Fires of Pompeii also features some genuinely impressive special effects and it's clear that a lot of the series' budget was spent on this one episode. The rock and lava alien enemies are extremely well animated and convincing (although sadly, they appear all too rarely), whilst the apocalyptic volcanic explosion is impressive and scarily realistic.
Fires of Pompeii combines all the things Doctor Who does so well - character development, humour, danger and a good, strong plot in one exciting adventure.
Planet of the Ood
A modern day Doctor Who alien appears here is a story which is strong without ever being spectacular. The Doctor re-encounters The Ood (last seen in The Satan Pit), who have now been enslaved by mankind.

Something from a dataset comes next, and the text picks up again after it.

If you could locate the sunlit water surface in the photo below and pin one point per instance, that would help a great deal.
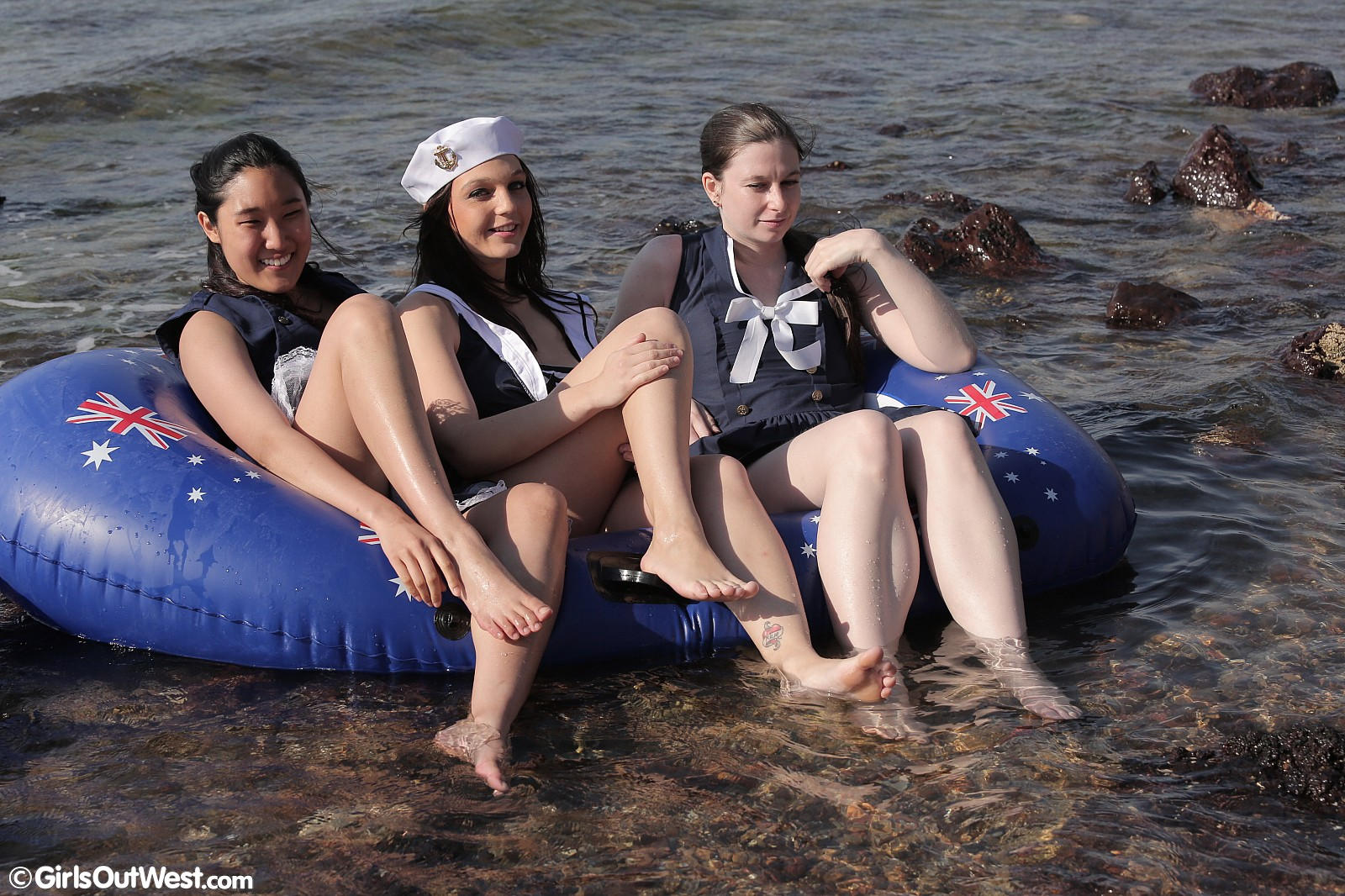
(1227, 616)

As well as providing quite a bit of excitement, this episode raises some large moral questions about slavery and the business practices of large corporations who have an eye for nothing other than profit. In true Doctor Who fashion, these elements are carefully meshed in with the overall plot, rather than being big, obvious themes, but this is an episode which will certainly make you think.
In addition to the morality, there is a large dollop of emotion and it's hard not to sympathise with the plight of the Ood and the tragic circumstances in which they find themselves. There's also a very interesting and clever ending which poses (and answers) the question: what is the worst thing that you can do to an enemy who despises your very existence...

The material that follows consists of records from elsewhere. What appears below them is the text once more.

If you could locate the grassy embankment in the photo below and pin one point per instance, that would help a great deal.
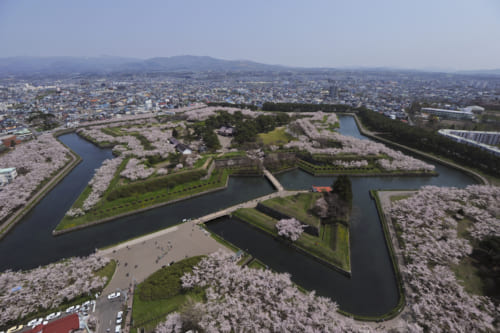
(162, 293)
(276, 137)
(125, 198)
(40, 192)
(371, 169)
(332, 244)
(466, 272)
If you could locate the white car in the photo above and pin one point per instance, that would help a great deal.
(31, 323)
(36, 322)
(51, 316)
(114, 295)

There is slight weakness because you know at heart that the Ood are essentially a downtrodden but good race and so (despite their deadly tendencies in this episode) it's hard to accept them as being any sort of real threat. As such, the episode can sometimes lack that crucial feeling of menace and tension. In fairness, though, Planet of the Ood is intended as one of the more emotionally intense episodes, rather than one filled with danger. It also contains some interesting pointers to some of the key plotlines which are to follow in Series 4.
Overall these three episodes mark a reasonable (if slightly underwhelming) start to Series 4. Partners in Crime is easily the weakest episode on the disk, but the action and excitement of The Fires of Pompeii and the emotional elements of Planet of the Ood make up for this. Series 4 shaped up to be one of the best of the re-booted series and this is a good solid (if unspectacular) start.